As of about 10 years ago, NFHS refs are allowed to consult with the scorer's table if they are unsure of who the foul is on, or who the shooter should be. However, it is sloppy officiating in a 3 man crew when none of the officials know who was involved in a foul. In my opinion, it is inappropriate to levy a foul based on personal foul counts. If the table knows with confidence who committed a foul then they can help. Otherwise, the official must determine who fouled, or else don't blow your whistle.

A player drives hard to the basket. He puts his shoulder in the defender chest, jumps up and score. The collision and the shot is almost at the same time. The referee calls for an offensive foul, the ball is in the air. Does the basket still counts?

Asked by Max almost 9 years ago

No. In NFHS rules, a basket cannot count if an offensive foul is called on the shooter.

if the buzzer sounds at the end of the game and the ref blows her whistle at the same time, can she extend the time on the clock to give a team two foul shots?

Asked by Antonietta almost 9 years ago

Even though the buzzer sounds if the shot left the shooters hand before time expired, the ball is live and the shot counts. If the shooter was fouled in the act of shooting at the end of the game, if making any of the free throws could matter to the outcome of the game the lane is cleared and the free throws are attempted.

Player A is taking the ball out of bounds and passes it in to player B. Player B quickly passes it back to the inbounder (player A). Does player A have to have both feet inbounds or does she have to place one inbounds to be established as in?

Asked by lauren over 8 years ago

one foot down inbounds is ok as long as the other foot is in the air and not out of bounds.

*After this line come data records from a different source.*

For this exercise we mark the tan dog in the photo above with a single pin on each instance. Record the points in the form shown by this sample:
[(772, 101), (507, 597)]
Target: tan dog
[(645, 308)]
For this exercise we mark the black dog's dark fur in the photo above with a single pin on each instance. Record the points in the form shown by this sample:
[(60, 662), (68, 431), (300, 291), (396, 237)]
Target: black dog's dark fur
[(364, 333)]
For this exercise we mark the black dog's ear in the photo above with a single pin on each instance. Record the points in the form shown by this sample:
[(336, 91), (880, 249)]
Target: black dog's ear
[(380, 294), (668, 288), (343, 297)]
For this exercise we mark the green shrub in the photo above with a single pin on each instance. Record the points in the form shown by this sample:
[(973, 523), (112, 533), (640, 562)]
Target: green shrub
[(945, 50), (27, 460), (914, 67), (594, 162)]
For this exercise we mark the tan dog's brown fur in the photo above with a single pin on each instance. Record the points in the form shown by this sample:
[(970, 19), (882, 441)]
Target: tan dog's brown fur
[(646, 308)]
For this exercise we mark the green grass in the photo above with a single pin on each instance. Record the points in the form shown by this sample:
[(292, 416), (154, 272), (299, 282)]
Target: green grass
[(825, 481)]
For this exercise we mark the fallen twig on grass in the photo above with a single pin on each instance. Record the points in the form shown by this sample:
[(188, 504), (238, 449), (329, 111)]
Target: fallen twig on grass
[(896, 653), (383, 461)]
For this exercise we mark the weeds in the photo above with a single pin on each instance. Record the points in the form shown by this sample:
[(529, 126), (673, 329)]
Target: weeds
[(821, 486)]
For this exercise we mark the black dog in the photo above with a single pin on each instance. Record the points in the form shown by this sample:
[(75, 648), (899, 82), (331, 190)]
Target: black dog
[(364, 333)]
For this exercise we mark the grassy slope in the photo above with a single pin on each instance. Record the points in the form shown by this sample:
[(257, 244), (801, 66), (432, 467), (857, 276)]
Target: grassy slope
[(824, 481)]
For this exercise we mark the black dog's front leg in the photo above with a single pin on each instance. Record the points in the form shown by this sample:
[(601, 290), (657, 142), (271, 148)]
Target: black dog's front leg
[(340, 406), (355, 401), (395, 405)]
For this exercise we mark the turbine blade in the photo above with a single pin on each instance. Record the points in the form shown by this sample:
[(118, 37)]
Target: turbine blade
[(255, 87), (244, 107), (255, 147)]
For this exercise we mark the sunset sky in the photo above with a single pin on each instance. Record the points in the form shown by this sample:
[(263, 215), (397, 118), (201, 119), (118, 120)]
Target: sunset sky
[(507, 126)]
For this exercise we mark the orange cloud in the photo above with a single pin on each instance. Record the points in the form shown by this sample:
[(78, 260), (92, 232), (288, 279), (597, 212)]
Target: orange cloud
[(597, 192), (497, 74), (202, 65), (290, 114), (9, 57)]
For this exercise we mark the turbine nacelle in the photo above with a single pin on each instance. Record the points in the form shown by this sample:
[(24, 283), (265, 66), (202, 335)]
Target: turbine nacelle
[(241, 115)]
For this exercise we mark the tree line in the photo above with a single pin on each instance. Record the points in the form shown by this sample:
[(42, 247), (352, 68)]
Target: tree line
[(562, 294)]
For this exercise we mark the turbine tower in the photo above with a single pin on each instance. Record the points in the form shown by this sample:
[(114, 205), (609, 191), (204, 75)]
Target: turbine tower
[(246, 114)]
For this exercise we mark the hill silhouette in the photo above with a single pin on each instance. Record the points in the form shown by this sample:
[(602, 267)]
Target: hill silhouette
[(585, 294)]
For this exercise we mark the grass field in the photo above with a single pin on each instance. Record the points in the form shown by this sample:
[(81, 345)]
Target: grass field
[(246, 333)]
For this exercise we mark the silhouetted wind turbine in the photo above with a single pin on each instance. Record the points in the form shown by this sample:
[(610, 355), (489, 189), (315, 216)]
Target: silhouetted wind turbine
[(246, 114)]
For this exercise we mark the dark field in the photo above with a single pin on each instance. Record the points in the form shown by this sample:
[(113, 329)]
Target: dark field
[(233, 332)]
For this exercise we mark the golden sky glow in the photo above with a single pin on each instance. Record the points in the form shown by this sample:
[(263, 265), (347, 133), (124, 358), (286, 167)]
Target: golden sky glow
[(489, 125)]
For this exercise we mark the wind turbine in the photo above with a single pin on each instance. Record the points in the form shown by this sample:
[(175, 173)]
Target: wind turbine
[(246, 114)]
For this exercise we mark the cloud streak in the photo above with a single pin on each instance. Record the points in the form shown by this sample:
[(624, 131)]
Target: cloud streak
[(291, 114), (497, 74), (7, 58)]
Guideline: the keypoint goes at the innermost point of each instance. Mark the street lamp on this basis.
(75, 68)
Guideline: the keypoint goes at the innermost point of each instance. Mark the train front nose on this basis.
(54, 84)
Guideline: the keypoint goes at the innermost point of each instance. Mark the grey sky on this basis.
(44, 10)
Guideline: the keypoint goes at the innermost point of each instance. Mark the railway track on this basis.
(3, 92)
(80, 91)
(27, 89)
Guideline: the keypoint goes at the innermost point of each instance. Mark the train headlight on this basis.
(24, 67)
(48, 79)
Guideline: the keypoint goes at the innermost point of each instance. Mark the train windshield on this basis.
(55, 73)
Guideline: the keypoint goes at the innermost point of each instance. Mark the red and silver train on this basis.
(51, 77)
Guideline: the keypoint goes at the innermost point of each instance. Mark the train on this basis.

Where does it say that a referee can through someone out of an high school basketball game? I need it in black and white.

Asked by Dana about 9 years ago

Your question makes me think you have been tossed out of a gym and you object. Here it is in black and white.

In the NFHS rulebook, Rule 2 Officials and Their Duties, Section 8 Officials Additional Duties, Article 1, "The officials shall penalize unsporting conduct by any player, coach, substitute, team attendant or follower.In the same section under Article 1, "NOTE: The home management or game committee is responsible for spectator behavior, insofar as it can be reasonably be expected to control the spectators.The officials may rule fouls on either team if its spectators act in such a way as to interfere with the proper conduct of the game … When team supporters become unruly or interfere with the orderly progress of the game, the officials shall stop the game until the home management resolves the situation and the game can proceed in in an orderly manner."

In practice the way this works is an official notifies home management that a fan's behavior is unacceptable and the officials ask that home management eject the fan. Home management always complies because to refuse would force the official to penalize the home team starting with technical fouls potentially leading to a forfeited game. I only asked home management to throw out a handful of people in 20 years of officiating and they never refused my requests.

Since im not sure how to reply to your answer on 4 shoots for a technical let me rephrase, there is only one technical and there are 9 team fouls makeing the technical the 10th does this situation recieve 4 free throws

Asked by Brandon Jackson about 9 years ago

No, you do not award 4 free throws in this scenario. While tehnicals count against team foul bonus totals you do not get a technical and a common foul for the same action.To illustrate, let's assume there are 8 team fouls on team b and a technical foul is called. Team a gets 2 free throws and the ball, and the bonus count goes to 9. Then on the next play team b commits a common foul. Team a shoots 2 free throws because the count goes to 10.